Mr. Smith is an avid runner and cyclist who started competing in triathlons in 2002, even though he was initially a weak swimmer who could barely complete a single lap. Since then he has competed in at least nine full Iron Man triathlons, including in Germany, Brazil, Canada and Denmark.

It has not been without dangers. In the 2000s, he was hit by a truck while cycling, severely breaking his pelvis. “After the crash I was always dealing with an injury,” he said said in an interview in 2018. “I went through several years with many, many, many therapists with no real improvement.”

From 2010 to 2015, Mr. Smith led the Department of Justice’s public integrity unit, which investigates politicians and other public figures accused of corruption.

When he took over, the unit was reeling from the collapse of a criminal case against former Senator Ted Stevens, Republican of Alaska. In Mr. Smith’s first few months on the job, he closed several high-profile investigations of members of Congress without charge.

At the time, Mr. Smith dismissed the suggestion that he had lost heart.

“If I were the kind of person to be intimidated,” said Mr. Smith, “I’d look for another job.”

Among his more notable corruption cases was a conviction of former Republican Governor of Virginia Robert McDonnell, later overturned by the Supreme Court, and a conviction of former Representative Rick Renzi, Republican of Arizona, who pardoned Mr. Trump during his final hour as chairman.

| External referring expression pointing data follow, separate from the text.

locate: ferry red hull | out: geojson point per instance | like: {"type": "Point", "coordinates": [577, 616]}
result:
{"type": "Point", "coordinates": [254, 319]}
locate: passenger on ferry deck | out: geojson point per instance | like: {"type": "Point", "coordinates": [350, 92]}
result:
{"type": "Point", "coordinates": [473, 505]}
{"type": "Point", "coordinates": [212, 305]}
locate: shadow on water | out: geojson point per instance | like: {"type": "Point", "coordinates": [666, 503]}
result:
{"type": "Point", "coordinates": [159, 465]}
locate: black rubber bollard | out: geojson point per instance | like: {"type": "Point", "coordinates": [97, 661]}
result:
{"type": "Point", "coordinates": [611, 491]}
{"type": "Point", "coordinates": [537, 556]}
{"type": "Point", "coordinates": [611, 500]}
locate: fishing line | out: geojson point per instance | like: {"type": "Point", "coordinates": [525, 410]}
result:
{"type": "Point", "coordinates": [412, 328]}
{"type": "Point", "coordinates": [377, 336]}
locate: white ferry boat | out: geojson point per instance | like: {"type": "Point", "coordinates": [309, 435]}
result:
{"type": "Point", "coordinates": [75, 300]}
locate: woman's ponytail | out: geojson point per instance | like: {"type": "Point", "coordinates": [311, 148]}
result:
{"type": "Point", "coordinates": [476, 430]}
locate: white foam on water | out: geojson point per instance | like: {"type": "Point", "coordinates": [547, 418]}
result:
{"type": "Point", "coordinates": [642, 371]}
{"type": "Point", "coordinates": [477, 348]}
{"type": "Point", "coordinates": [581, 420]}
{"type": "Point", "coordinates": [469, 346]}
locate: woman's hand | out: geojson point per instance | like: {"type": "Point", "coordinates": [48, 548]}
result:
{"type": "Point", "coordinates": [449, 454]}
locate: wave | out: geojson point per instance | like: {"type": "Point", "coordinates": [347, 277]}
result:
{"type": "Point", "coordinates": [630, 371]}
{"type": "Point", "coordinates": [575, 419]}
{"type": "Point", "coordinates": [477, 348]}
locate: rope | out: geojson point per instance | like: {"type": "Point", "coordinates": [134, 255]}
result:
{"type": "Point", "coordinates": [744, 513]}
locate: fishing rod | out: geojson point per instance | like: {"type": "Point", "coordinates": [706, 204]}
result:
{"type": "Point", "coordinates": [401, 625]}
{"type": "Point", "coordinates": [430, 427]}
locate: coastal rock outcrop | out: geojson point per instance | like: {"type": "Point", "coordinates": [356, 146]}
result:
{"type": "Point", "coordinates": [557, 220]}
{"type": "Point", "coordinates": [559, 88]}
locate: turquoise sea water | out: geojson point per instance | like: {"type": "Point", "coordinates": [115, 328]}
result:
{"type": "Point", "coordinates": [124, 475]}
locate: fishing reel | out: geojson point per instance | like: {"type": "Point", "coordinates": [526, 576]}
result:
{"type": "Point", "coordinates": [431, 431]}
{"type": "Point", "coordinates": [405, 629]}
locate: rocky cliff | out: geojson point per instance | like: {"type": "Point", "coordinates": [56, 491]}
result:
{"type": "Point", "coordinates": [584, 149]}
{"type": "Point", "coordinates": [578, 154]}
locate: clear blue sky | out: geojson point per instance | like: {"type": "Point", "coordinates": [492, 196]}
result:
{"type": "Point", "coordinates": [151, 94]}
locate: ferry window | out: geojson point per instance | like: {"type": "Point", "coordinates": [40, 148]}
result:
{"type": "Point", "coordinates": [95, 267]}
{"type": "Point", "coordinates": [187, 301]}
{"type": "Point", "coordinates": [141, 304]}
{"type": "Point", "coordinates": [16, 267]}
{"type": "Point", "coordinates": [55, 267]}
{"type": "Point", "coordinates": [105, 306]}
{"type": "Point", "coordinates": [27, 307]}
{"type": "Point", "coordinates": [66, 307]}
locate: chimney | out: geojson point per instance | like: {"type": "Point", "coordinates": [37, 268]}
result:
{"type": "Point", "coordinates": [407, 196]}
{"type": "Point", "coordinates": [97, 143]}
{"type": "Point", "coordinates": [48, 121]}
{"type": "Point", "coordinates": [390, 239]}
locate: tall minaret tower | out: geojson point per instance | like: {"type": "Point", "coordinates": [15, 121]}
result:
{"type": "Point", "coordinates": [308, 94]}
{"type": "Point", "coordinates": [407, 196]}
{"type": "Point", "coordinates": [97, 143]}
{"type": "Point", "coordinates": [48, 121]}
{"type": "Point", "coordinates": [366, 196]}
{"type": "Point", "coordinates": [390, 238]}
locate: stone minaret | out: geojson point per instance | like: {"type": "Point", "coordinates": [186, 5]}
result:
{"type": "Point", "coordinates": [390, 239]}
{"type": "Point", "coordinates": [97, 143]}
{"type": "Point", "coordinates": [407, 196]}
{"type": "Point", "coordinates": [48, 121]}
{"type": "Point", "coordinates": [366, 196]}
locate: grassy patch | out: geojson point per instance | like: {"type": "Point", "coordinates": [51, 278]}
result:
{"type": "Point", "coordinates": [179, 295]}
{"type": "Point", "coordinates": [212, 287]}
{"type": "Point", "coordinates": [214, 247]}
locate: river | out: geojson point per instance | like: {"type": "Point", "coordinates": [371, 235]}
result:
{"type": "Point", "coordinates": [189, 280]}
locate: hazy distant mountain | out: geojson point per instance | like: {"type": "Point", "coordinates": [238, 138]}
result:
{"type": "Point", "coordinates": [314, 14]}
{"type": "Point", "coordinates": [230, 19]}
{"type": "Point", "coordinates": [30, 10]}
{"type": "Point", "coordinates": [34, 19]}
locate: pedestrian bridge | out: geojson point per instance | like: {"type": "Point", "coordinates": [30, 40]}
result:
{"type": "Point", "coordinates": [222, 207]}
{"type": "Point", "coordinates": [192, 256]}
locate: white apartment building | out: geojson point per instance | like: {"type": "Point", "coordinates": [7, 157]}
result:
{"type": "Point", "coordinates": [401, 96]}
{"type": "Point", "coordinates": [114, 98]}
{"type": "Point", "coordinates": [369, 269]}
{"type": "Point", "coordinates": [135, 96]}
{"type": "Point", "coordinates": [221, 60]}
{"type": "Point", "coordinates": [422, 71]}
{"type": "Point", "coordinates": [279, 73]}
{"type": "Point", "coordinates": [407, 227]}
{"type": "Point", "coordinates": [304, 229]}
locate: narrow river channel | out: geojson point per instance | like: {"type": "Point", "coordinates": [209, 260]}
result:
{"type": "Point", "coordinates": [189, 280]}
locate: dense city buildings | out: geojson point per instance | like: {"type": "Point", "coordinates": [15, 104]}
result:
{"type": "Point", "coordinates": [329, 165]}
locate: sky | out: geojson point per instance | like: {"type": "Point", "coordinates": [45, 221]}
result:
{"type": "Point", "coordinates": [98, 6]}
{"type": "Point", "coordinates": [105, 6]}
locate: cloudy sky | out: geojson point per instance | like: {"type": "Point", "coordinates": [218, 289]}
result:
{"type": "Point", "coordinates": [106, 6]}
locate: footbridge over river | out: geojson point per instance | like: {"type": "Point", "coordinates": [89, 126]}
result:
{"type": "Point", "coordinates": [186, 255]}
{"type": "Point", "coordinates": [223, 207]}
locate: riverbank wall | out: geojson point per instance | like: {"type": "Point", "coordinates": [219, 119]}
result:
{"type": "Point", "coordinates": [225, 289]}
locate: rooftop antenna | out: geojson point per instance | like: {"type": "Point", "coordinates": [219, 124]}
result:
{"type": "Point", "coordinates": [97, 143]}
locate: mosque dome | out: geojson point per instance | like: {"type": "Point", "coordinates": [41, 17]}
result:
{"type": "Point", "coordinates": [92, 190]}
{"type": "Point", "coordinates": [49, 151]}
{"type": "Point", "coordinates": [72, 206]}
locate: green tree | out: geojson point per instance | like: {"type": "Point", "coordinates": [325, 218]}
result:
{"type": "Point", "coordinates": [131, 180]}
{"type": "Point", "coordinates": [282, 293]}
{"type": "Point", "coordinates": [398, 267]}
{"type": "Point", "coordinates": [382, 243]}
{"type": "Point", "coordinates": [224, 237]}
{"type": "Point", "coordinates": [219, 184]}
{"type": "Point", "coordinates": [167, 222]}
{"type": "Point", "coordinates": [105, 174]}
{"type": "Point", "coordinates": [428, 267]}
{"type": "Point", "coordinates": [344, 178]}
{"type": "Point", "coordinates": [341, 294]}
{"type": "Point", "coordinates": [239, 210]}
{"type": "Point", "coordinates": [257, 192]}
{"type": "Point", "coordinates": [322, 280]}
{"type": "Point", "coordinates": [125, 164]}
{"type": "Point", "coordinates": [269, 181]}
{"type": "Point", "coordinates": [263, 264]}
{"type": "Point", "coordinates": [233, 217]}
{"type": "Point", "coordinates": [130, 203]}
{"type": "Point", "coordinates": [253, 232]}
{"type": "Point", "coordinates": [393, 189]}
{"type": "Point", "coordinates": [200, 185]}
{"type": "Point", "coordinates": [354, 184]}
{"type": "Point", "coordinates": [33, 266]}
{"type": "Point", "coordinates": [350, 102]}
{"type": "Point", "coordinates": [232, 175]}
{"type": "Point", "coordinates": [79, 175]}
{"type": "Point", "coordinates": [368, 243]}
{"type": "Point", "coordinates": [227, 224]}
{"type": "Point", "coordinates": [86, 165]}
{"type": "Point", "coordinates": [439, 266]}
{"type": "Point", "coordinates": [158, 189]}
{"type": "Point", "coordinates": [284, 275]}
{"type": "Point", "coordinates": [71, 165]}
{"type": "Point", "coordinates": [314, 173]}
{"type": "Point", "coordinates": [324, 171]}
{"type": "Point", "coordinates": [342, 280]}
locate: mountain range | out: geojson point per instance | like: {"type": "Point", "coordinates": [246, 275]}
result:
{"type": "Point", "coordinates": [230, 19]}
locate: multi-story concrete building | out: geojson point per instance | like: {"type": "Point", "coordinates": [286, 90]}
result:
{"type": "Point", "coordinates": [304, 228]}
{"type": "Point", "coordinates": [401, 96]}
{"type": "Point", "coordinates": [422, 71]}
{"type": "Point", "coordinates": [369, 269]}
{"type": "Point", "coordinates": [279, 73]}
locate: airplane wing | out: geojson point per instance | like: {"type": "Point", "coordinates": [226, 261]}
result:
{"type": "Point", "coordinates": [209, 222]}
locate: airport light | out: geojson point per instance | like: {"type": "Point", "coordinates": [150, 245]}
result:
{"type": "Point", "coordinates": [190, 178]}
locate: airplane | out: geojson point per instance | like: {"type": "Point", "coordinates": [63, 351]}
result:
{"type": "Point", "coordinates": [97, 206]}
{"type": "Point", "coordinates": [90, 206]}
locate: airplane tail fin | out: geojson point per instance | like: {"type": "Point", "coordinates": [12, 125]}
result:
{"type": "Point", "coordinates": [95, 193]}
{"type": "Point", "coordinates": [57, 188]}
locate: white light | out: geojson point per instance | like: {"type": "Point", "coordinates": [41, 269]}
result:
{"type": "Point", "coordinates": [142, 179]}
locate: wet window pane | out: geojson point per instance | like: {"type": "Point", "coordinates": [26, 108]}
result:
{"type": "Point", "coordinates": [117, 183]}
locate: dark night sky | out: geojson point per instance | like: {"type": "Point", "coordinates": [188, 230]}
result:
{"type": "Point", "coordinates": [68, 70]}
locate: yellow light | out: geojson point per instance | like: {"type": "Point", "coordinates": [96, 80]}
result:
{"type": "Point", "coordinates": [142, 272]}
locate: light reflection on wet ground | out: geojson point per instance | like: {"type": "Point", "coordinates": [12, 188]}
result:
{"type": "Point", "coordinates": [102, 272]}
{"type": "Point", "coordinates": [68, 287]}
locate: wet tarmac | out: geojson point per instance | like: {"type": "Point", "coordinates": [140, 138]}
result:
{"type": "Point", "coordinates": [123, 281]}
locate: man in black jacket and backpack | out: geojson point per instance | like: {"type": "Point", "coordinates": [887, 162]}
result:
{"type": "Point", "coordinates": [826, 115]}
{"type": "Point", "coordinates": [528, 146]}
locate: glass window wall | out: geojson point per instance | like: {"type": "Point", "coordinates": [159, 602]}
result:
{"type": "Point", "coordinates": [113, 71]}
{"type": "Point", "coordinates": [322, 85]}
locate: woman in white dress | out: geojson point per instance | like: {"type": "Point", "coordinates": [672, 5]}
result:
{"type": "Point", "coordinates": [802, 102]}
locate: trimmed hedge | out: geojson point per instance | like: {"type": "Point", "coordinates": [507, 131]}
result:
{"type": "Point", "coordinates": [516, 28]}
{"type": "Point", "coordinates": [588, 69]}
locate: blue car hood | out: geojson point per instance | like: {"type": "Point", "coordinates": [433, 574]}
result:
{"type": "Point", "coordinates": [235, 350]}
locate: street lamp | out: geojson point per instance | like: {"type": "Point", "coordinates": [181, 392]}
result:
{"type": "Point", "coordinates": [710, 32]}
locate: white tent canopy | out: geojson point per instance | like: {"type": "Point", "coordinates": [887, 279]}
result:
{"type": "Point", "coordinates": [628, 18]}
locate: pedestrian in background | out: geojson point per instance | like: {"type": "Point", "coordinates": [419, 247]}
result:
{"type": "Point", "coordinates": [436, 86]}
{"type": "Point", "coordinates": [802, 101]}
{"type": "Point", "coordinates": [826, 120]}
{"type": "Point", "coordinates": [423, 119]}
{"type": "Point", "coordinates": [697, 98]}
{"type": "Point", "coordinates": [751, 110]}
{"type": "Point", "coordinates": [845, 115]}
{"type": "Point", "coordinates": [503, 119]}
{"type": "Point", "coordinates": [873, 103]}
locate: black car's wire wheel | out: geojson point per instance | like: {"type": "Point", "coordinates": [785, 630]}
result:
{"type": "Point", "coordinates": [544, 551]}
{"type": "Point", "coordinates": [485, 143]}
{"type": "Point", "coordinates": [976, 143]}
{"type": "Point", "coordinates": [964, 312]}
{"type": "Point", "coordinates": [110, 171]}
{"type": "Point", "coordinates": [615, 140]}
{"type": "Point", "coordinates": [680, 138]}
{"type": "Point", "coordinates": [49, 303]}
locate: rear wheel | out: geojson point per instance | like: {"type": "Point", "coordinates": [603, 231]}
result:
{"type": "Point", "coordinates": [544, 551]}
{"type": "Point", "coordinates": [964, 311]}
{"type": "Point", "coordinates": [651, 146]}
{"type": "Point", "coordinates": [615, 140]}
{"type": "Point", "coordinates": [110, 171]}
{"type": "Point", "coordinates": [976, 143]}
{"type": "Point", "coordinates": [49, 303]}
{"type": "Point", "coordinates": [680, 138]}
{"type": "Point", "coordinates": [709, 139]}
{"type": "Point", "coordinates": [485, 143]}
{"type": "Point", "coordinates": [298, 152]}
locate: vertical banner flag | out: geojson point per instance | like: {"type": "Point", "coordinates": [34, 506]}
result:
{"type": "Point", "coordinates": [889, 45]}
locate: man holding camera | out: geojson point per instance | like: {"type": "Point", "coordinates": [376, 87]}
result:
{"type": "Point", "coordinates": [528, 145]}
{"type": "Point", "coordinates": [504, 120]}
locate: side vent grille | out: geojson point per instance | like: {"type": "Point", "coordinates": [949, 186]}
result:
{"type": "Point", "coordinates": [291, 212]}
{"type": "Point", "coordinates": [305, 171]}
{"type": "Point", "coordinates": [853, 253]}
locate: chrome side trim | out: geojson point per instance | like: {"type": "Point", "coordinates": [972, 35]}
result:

Mr Smith moved to The Hague in mid-2017 to oversee the prosecution of defendants charged with war crimes in the Kosovo conflict in the late 1990s.

When the assistants of Mr. Garland contacting Mr. Smith, he and his team were fresh from the conviction of a senior Kosovo official and preparing a case against the country’s former president, Hashim Thaci, who has been linked to the murder of 100 Albanians. , Roma and Serbs.

Mr Smith expressed regret that he could not be in The Hague for the trial, but, according to officials, eagerly accepted Mr Garland’s offer, saying he viewed his long-term commitments to the department as his primary professional responsibility. However, his arrival was delayed by another bicycle accident that badly injured his leg, and he arrived in Washington in late December.

Since then, Mr. Smith has assembled a team made up of career prosecutors from the US Attorney’s Office in Washington and the State Department’s National Security Division who were already working on the Trump investigations, along with several trusted aides.

Veteran department prosecutors said the image Trump and his rivals have projected of Mr. Smith — as an eager prosecutor eager to press charges — misses the mark. They say he is determined to make decisions regardless of the outcome without delay and in line with his mandate to act before the 2024 campaign kicks off in full force.

Former colleagues said Mr. Smith’s most memorable trait was a stripped-down management style, where it was important to collect enough information to make a decision on charges as quickly as possible.

“He doesn’t like to sit there and play with his food,” said one person who worked with him for several years.